Conti, who gives her age as 145 in Monkey years (“but he’s immortal so who’s counting”), is the daughter of the actors Kara Wilson and Tom Conti, who was last seen portraying Albert Einstein in “Oppenheimer.” She has extensive training and experience as an actress (including a stint with the Royal Shakespeare Company near the start of her career), and American audiences may remember her from the Christopher Guest series “Family Tree.” (Her co-star Michael McKean is presenting “The Dating Show” in New York.)

In addition to those skills and her wizardry as a ventriloquist, Conti really highlights her brilliance as an improviser in “The Dating Show”: Each performance is largely ad libbed on the spot as Conti interacts with the people she brings onstage and fits with masks. She picks up on their body language and spins whole conversations out of thin air. Those can quickly go off the rails, and that’s even before Monkey engages in speed-dating rounds. (The shows are so different from one another that Conti has posted an entire one, shot in Edinburgh, on YouTube.)

I happened to be at a performance of “The Dating Show” at SoHo Playhouse last year when the actor Richard Kind ended up onstage. He had never heard of Conti, but had tagged along with some friends. “I was flabbergasted,” he said in a recent phone interview. “I just thought she was phenomenal. So then I went the next night because I realized you sort of want to see it closer.”

Kind — who noted that “the most maligned entertainers are mimes and ventriloquists” — was particularly impressed by the emotional shades she works into the show. “There are times when it’s filthy, when it’s loving, when it’s sweet,” he said. “She takes you through all sorts of permutations of a relationship.”

And she does it at dizzying speed, relying on a combination of technique, instinct and unerring comic timing.

“With that energy, whatever they give off, I am not even able to stop and much think what the next thing is to say,” Conti said. “I’m so busy spinning the plates, doing the ventriloquism, doing the voices and all of that, I think that maybe through lack of thought the truth emerges more quickly, because there’s no design, there’s no time for it.”

“I’m wary of being pretentious here,” she continued, “but I think the truth speaks often through masks because it turns out the mask is actually a more honest thing than somebody’s own face, which is busy telling lies all the time. You take out the lower half of the face and you’re left with just the eyes. And you go, ‘Oh my God, there you are.’”

If you’re familiar with any ventriloquist at all, chances are it is the wildly popular, decidedly not P.C. Las Vegas regular Jeff Dunham. Compared to him, Conti will make your head spin. She is fascinated by the meta aspects of her art form — one of her best routines imagines Monkey taking possession of her body — and with the way it allows her to explore psychological morass.
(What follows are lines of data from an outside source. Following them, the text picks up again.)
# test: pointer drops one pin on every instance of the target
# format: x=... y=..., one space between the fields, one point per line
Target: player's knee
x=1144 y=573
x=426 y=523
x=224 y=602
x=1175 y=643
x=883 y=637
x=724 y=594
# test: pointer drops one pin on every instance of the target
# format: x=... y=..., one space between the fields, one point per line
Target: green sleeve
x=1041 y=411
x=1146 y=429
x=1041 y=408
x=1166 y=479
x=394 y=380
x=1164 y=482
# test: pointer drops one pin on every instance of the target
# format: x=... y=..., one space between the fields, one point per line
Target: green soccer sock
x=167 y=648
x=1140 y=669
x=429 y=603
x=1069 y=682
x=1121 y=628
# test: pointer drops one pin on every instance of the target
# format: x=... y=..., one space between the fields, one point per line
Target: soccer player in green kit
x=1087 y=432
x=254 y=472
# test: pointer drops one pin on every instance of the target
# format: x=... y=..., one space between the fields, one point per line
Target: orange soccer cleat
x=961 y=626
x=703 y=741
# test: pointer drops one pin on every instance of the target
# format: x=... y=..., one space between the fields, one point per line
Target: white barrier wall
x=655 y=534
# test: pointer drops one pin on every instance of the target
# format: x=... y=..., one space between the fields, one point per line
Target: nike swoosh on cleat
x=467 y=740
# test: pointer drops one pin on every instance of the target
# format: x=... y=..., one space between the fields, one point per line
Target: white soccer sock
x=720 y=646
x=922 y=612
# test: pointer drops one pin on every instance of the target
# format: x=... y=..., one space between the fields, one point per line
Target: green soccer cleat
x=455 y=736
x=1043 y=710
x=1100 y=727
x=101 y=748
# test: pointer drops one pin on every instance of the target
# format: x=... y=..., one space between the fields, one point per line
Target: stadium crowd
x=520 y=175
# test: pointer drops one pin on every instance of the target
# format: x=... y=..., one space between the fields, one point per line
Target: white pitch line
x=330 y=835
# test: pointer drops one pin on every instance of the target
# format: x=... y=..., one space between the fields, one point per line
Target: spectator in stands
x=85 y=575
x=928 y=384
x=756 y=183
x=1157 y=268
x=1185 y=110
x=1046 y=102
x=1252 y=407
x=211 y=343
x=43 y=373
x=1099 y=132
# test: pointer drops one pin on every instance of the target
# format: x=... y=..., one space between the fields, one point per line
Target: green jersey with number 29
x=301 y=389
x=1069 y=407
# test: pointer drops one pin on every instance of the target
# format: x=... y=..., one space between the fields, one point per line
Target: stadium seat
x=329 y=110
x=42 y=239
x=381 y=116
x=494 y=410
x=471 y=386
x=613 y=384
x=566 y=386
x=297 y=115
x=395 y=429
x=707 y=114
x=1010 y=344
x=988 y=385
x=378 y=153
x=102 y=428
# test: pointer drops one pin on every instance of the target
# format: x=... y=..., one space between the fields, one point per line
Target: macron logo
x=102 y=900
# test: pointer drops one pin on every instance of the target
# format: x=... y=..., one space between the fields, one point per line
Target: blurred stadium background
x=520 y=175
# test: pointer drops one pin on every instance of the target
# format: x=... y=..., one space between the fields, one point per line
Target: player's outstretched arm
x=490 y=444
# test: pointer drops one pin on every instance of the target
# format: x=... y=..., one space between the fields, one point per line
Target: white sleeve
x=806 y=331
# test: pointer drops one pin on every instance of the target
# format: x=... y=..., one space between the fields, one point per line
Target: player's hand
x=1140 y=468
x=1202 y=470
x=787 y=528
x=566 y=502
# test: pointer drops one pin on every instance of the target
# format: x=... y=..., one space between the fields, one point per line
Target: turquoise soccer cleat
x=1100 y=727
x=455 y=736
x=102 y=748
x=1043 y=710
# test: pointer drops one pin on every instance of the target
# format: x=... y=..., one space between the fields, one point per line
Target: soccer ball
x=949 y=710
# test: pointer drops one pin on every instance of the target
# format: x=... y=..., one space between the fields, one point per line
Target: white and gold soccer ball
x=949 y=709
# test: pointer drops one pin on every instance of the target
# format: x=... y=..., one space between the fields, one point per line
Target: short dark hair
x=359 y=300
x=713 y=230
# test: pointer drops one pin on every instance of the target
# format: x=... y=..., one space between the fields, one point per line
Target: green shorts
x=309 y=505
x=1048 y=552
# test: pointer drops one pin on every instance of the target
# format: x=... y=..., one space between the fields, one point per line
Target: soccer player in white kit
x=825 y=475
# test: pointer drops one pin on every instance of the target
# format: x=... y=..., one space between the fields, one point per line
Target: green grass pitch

The virtuosic, hilarious ending of “The Dating Show” lifts the veil on some of Conti’s anxieties.

She took her interest in the way we relate to ourselves and with one another even further in her feature debut as a director, “Sunlight,” whose filming recently wrapped. In it she plays a woman who wears a life-size monkey suit and goes on a road trip with a fellow misfit played by the comedian Shenoah Allen (who wrote the screenplay with Conti, and who co-hosts the podcast “Richard and Greta” with her).

Conti enlisted the creature-effects specialist Vanessa Bastyan, who has worked on “Star Wars” projects, to build a full-size monkey suit. She did stand-up in it, then decided to use it in a movie.

“It’s where a woman prefers to live in a monkey suit than be herself,” Conti said of the film’s premise. “It’s like a kind of ‘Beauty and the Beast’ in reverse: The last thing she wants is to ever come out, because she can’t live up to it. That’s so deeply me, this, because I’ve spent my whole life entertaining with this thing, and taking the back seat.”

In a way the film is the apex to one of Conti’s most meaningful, and perhaps most overwhelming, relationships. “You think, ‘This is so much stronger than me — how can I ever put it away? I’ll have to go in, I’ll have to lose me and evolve into him completely,’” she said. “It’s the ultimate end of this conversation with Monkey.”